为了保证电网供电质量及可靠性，降低能量损耗，提高能源利用效率，功率因数校正技术被广泛使用于电力电子系统，以降低谐波污染和提高电网输入功率因数。模拟控制方案所固有的缺陷，限制其发展及应用前景，数字控制方案所具有的优势使其正成为功率因数校正技术领域研究和应用热点，然而目前研究中整体存在难以实现系统全工作范围内高功率因数值、控制电路动态调节性能偏低等问题。本课题将系统研究数字PFC系统调节机理，从系统功率级拓扑电路中关键器件入手，提取关键寄生参数，基于带非线性寄生参数差分方程组，推导建立功率级拓扑电路精确数学模型；分析数字控制采样量化和控制时延在系统时域及频域中影响，进而建立数字控制电路精确数学模型；以数字PFC系统整体环路数学模型为基础，设计并优化数字控制电路架构和控制算法，并基于实际电路结构设计目标预测补偿算法，降低实时调节误差，最终提高数字PFC系统全工作范围内功率因数值和动态调节性能。

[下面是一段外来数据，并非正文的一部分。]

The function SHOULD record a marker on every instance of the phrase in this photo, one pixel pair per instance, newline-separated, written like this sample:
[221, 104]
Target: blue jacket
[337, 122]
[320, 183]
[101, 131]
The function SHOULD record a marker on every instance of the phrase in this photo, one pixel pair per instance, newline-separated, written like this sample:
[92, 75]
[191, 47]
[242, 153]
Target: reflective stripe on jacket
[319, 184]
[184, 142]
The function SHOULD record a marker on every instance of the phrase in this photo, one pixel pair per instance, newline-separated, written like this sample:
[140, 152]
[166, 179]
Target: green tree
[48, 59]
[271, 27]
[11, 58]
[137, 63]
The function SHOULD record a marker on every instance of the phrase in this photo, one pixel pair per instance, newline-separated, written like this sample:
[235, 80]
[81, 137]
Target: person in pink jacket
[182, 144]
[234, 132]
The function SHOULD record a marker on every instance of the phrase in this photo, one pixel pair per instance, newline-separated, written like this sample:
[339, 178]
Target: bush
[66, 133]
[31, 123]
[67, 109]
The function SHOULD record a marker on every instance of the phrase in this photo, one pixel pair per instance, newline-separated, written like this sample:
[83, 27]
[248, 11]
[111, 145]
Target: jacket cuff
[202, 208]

In order to guarantee the quality and reliability of power supply, reduce the energy loss, improve the efficiency of energy utilization, the power factor correction technology has been widely used in power electronic system, to reduce the harmonic pollution and improve the input power factor of power grid. The development and application prospects of the analog control scheme have been restricted, owing to its inherent defects. The digital control scheme has been the hotspot of research and application of power factor correction, owing to its particular advantages. However, it is difficult to achieve high power factor and excellent dynamic response during the whole working range. The digital PFC system adjustment mechanism will be studied in the topic. Focusing on the key device in the topology circuit of digital PFC system, the key parasitic parameters of device will be extracted. Based on the differential equations with nonlinear parasitic parameters, the accurate mathematical model of power level topology circuit will be established. The influence of sample quantization and control time delay should be analyzed both in the time domain and frequency domain, and the accurate mathematical model of the whole digital control circuit will be also established. The digital control circuit structure and control algorithm will be studied and optimized based on the accurate mathematical model of the whole digital PFC system. Meanwhile, the digital target-predicted compensation algorithm will be applied to reduce the adjusting error. Based on the above study, the aim of the topic is to achieve high power factor and excellent dynamic response for digital PFC system during the whole working range.